# Thoughts of Majorca



## EamonC (Sep 14, 2010)

Hello. This is my first thread so I'll be relatively quick lol. I live in Ireland and I was thinking of moving to Majorca (North) when the whole economic crisis goes away to work as a Police Officer. I wouldn't wanna live in a big ass touristy place I'd rather work somewhere Peaceful and laid-back. I was hoping if I could get some tips as to where I should move and if there would be good work there.

Awaiting your suggestions
EamonC


----------



## Pesky Wesky (May 10, 2009)

EamonC said:


> Hello. This is my first thread so I'll be relatively quick lol. I live in Ireland and I was thinking of moving to Majorca (North) when the whole economic crisis goes away to work as a Police Officer. I wouldn't wanna live in a big ass touristy place I'd rather work somewhere Peaceful and laid-back. I was hoping if I could get some tips as to where I should move and if there would be good work there.
> 
> Awaiting your suggestions
> EamonC


You want to be a police officer in Majorca?


----------



## jojo (Sep 20, 2007)

EamonC said:


> Hello. This is my first thread so I'll be relatively quick lol. I live in Ireland and I was thinking of moving to Majorca (North) when the whole economic crisis goes away to work as a Police Officer. I wouldn't wanna live in a big ass touristy place I'd rather work somewhere Peaceful and laid-back. I was hoping if I could get some tips as to where I should move and if there would be good work there.
> 
> Awaiting your suggestions
> EamonC



I've got a feeling you need to be a Spanish national to be in the Guardia Civil or the Police local??! Are you a police officer in Ireland? Do you have any training? Do you speak Mallorcan?? I suspect those are issues that will need to be addressed first in any case????
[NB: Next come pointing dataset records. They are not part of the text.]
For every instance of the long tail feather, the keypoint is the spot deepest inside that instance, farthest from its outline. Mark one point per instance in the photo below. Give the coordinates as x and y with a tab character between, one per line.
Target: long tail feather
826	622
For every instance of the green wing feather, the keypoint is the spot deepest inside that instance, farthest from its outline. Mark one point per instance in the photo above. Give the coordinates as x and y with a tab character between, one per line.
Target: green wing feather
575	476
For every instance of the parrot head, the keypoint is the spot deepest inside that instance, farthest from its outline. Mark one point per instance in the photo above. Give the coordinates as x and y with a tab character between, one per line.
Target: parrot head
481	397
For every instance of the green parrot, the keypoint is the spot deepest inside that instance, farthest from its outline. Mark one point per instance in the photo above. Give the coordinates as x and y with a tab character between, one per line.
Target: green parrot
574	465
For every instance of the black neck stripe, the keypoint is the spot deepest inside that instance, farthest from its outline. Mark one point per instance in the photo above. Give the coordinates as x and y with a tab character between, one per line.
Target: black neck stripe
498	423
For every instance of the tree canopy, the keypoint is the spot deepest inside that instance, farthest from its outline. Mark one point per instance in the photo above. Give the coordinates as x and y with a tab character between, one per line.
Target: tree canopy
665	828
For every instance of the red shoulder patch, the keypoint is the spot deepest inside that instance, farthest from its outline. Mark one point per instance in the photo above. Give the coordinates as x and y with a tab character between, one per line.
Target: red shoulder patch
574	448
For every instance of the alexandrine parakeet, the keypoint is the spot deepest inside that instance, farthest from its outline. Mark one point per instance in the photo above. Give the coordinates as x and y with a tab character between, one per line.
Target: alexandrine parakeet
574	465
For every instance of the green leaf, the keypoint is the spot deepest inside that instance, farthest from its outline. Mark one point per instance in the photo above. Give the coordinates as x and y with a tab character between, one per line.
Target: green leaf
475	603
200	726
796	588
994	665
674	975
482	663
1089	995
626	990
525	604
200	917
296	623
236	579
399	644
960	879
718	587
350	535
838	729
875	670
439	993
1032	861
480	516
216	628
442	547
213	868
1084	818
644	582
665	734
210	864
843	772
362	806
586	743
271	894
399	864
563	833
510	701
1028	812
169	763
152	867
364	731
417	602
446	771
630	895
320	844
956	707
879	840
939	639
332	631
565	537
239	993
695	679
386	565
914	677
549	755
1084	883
However, before you do anything, you need to get over there for a fact finding mission!

Jo xxx


----------



## xabiaxica (Jun 23, 2009)

jojo said:


> I've got a feeling you need to be a Spanish national to be in the Guardia Civil or the Police local??! Are you a police officer in Ireland? Do you have any training? Do you speak Mallorcan?? I suspect those are issues that will need to be addressed first in any case????
> 
> However, before you do anything, you need to get over there for a fact finding mission!
> 
> Jo xxx


I think they do sometimes employ _extranjeros_ in the local police - but I don't think they do in the Guardia

but either way - you would definitely need to be fluent at least in Castellano & probaly also in the local language in Mallorca


----------



## Pesky Wesky (May 10, 2009)

xabiachica said:


> I think they do sometimes employ _extranjeros_ in the local police - but I don't think they do in the Guardia
> 
> but either way - you would definitely need to be fluent at least in Castellano & probaly also in the local language in Mallorca


No, you have to be Spanish or have Spanish nationality, but I can't believe the OP doesn't know that, so either he made a mistake or this is supposed to be a joke


----------



## xabiaxica (Jun 23, 2009)

Pesky Wesky said:


> No, you have to be Spanish or have Spanish nationality, but I can't believe the OP doesn't know that, so either he made a mistake or this is supposed to be a joke


I thought I'd read of some high-immigrant areas employing foreigners as local police


I could be wrong though


----------



## mrypg9 (Apr 26, 2008)

I have said before....we need a sticky about this.
How many more downright daft posts are we going to have to reply to????
Must go...I'm just completing my application to be a social worker in Kazakhstan.


----------



## leedsutdgem (Jun 3, 2010)

My sister in law is studying to join the local police and you definately need to be spanish


----------



## Alcalaina (Aug 6, 2010)

I think it's a typo, he meant "Polite Official".


----------



## xabiaxica (Jun 23, 2009)

leedsutdgem said:


> My sister in law is studying to join the local police and you definately need to be spanish


I stand corrected

I'm sure I did hear of it though - they must have been here long enough to have taken nationality






unless I dreamed the entire thing..............


----------



## xicoalc (Apr 20, 2010)

I don't know if this is even a serious post!!! 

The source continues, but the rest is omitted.